Abriu as
janelas do quarto. Era um novo dia. Mas, por dentro, ainda havia sobras de um
ontem amargo e mal vivido. Quisera ela que as janelas de sua alma se abrissem
com a mesma facilidade que as janelas de seu quarto se abriam. Suas forças se
esvaíram e ela foi ao chão. Sua alma se trancou dentro de si com medo da luz do
dia. Depois que se passa muito tempo na escuridão, a alma da gente se acostuma
com os breus e deles não quer mais se apartar.
Era assim
quando ainda estava segura, tranquila e protegida do mundo, no seio materno.

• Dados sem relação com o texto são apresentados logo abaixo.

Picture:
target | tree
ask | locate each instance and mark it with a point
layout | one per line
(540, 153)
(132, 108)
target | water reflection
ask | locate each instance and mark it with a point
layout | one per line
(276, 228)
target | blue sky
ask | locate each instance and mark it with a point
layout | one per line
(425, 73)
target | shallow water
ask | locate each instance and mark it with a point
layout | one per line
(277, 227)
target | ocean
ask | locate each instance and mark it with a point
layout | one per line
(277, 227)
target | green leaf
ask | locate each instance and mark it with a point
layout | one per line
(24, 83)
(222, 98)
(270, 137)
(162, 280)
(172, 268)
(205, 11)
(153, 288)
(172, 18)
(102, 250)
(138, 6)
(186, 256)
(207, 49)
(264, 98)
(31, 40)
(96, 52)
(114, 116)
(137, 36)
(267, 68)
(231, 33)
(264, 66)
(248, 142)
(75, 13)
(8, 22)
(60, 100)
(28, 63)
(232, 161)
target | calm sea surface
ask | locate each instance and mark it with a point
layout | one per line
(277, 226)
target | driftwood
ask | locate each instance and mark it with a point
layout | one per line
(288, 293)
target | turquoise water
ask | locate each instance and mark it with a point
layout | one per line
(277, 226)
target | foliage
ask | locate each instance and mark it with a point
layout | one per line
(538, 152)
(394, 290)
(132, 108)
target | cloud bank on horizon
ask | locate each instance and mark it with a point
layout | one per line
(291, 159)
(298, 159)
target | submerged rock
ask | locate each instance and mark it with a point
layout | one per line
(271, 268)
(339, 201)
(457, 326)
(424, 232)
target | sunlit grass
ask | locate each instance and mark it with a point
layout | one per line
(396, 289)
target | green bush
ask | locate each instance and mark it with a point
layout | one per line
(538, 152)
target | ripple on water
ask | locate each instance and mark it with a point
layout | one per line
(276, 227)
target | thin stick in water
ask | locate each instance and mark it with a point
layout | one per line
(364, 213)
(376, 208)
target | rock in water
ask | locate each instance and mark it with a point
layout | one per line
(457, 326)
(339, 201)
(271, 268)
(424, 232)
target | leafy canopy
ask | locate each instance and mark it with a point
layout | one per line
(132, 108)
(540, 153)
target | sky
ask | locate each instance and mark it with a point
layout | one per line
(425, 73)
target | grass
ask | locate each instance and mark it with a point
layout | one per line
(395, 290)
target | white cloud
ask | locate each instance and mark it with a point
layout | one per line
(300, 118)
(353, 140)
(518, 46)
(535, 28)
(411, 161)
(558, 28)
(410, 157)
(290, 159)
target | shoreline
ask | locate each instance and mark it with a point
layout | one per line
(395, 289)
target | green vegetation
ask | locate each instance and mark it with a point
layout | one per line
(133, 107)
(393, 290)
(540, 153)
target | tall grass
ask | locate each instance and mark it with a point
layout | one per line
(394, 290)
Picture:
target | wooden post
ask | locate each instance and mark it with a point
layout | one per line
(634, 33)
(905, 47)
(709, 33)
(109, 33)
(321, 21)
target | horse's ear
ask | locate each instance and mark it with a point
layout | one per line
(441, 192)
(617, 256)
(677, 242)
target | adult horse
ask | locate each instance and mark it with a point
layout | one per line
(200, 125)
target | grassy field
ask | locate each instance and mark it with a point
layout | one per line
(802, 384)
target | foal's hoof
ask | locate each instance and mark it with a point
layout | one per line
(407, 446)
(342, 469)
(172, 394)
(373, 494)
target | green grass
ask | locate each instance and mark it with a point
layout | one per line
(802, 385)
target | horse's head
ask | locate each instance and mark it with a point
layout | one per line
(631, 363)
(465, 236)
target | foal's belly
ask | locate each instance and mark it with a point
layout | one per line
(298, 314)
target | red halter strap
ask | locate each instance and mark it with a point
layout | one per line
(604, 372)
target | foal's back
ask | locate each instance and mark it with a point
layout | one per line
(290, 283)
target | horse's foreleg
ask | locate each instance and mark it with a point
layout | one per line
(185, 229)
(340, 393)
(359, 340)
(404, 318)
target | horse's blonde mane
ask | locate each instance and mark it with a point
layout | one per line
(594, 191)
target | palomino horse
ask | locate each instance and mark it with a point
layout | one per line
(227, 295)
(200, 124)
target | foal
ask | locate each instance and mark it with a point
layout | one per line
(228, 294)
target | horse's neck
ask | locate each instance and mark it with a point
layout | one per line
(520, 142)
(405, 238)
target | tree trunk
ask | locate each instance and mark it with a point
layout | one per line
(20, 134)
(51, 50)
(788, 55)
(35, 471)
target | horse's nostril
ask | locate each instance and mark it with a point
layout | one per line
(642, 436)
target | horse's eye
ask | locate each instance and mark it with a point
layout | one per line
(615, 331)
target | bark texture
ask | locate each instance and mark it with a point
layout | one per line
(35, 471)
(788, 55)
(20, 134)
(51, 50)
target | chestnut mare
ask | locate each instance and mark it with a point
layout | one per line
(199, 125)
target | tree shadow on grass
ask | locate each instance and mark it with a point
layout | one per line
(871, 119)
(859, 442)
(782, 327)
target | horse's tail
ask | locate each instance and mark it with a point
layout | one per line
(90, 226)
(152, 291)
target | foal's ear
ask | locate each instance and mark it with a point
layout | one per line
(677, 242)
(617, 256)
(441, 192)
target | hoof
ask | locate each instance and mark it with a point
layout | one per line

Ela desejou regressar ao útero de sua mãe. Lugar secreto, escondido, o melhor
canto de mundo que já foi criado. Queria aquecer sua alma, invernada, nas
centelhas do amor, no entanto, só lhe restou a solidão e o frio existencial
sendo acolhidos pelo piso claro de seu quarto meio bagunçado.
Tudo
bagunçado. Do lado de fora é muito fácil arrumar, colocar em ordem, deixar
limpo. Mas, quando se trata do lado de dentro, a gente se perde e esquece que o
tempo tem se apressado e não temos conseguido acompanhar seus largos passos. O
tempo. Ah, o tempo passa. Ela não. Ela se recusava a passar com o tempo. Tudo
bagunçado. Esqueceu? Ela deixou o passado bagunçado. O passado morava em seu
presente. E o seu presente nunca era vivido. Quis, mais uma vez, ter forças
suficientes pra se levantar, se manter firme diante das janelas abertas e
deixar o sol aquecer seu corpo esguio de menina.
Levantou-se
e sustentou todo o peso de seu corpo sobre os pés de bailarina que desistiu da
dança. A vida tocava, mas ela não dançava mais. O peso da culpa e o medo de
aceitar suas falhas incapacitaram-na de dançar. Tudo escuro. Tudo sujo. Tudo
pesado. Tudo bagunçado. O mundo estava sobre suas costas. Suas costas
carregavam o mundo. A leveza da menina se foi quando ela decidiu que ia
crescer. E crescendo, esqueceu de suas limitações.
É preciso
se perdoar, menina. Aceitar que aconteceu. Aceitar que não deu. Aceitar que há
dias escuros que só voltaram a se iluminar quando abrirmos as janelas da alma
sem medo da luz. Os breus que nos cobrem a alma são os medos que nos limitam a
visão. Você sabe. Eu já te disse, menina. Você deve ter esquecido. Ver, ou
melhor, enxergar dói. Ver além da superfície é mergulhar com os olhos. E quando
dói muito a gente prefere ficar cego.
Ela abriu
os braços como se pudesse abraçar toda luz e quentura que emanavam do sol
naquela manhã. Sentiu-se estranhamente confortável com aquela luz tocando sua
pele e com o calor que tomava seu corpo. Cerrou os olhos com força e desejou
intensamente voltar à superfície. Era como se a luz pudesse penetrar sua pele e
beijar sua alma. E, no beijo, se tornaram uma só. A luz e ela. Ela e a luz.